Ok so I’ve always had a difficult relationship with my mother. I suspect she is bi polar but she definitely has some mental illness and I seem to get the brunt of it.
Over the years she has been horrible to me at different occasions. Constant things that she has said to me since I can remember:
I’m a liar
My hair/boobs/other body part is terrible
I have no friends and people laugh at me behind my back
She is ashamed of me
Two years ago her behaviour really got out of hand as one day she just lost the plot with me saying everything was wrong with my personality, the way I looked and that I was a liar and I had to stop lying. I was actually so afraid of her growing up that I was afraid to lie. I refused to speak to her after that as it just seemed to be the end of the line for me, I couldn’t put up with it and I wanted to have distance to try build up my confidence and self-esteem. At 32 years of age I have almost constant anxiety and feel I’m never good enough.
After cutting contact and telling her why and that I wasn’t willing to be in contact when she was so horrible to me, she couldn’t have been nicer. Contact was limited on my side and I’d just give flying visits home and things were fine.
Last night I had a Christmas party near my home house so I stayed there afterwards. Today we were going to a birthday dinner with my brother, his wife and her parents. I said I’d drive my Mam there as my Dad was making his own way.
I walked up to the kitchen and it started again. She said the following:
- my hair was terrible
*i lied about getting my hair cut the last time I was at the hairdressers (wish I took pictures of the cuttings on the ground)
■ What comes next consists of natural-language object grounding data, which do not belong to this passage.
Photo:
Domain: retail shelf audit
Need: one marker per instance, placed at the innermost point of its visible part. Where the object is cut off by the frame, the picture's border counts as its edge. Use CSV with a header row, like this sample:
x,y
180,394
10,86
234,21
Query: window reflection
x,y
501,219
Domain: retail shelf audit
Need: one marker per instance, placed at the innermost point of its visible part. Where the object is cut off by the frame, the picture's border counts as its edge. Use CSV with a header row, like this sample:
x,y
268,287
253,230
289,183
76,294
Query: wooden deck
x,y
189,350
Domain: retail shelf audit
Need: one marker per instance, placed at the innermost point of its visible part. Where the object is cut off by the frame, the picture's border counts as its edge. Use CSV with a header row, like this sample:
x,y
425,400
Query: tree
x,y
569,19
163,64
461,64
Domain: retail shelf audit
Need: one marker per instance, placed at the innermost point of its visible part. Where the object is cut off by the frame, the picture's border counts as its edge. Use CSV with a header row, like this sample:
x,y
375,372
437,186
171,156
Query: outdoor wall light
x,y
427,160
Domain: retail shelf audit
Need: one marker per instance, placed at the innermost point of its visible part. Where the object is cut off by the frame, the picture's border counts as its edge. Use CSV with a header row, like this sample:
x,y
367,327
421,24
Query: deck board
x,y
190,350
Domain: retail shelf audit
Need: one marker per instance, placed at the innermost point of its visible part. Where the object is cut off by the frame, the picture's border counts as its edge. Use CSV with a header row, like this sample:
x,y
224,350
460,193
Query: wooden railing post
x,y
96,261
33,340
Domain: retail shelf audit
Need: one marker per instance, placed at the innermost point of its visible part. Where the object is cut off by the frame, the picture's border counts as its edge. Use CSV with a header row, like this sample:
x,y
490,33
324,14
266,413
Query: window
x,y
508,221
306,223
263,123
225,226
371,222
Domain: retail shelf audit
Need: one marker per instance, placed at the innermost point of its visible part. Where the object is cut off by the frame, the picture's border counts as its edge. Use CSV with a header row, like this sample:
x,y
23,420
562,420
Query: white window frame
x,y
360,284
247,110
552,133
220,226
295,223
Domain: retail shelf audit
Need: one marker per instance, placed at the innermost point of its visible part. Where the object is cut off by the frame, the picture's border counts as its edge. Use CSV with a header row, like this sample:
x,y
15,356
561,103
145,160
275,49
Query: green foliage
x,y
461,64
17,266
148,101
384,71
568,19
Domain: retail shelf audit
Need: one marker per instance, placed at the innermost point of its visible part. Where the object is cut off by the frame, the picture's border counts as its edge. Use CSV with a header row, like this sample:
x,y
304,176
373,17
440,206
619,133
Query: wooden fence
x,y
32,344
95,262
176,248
*if my so called friends copped on to the amount of lies I supposedly tell her I’d have nobody
*i dress horribly (I don’t and I actually thought I looked quite well today - long sleeved knee length dress, tights, sock boots leather jacket)
*i need to stop telling lies
- i make it very hard for people (don’t know what she means by it)
- x person never goes around dressed showing their breasts, arse etc (I don’t either)
- the worst and craziest of it all was that apparently I got my hair done two days ago (don’t know how seen as I had a vomiting night and she called to my house) and I ruined it by washing it this morning.
To be completely honest she can be lovely. Very kind, helpful. But also a nightmare. Has to control everything and I mean everything.
So what’s wrong with her? Do I need to return to therapy? I went for 6 months and found it good but my mother will never change and sometimes like today it gets too much for me. I spent dinner feeling so anxious that my voice was shaking anytime my sister in laws parents asked a question. Why? I was actually afraid that I’d say the wrong thing and there would be another lecture. Do you ever learn to cope with this? How can I ever actually be confident in myself when this is all I hear?!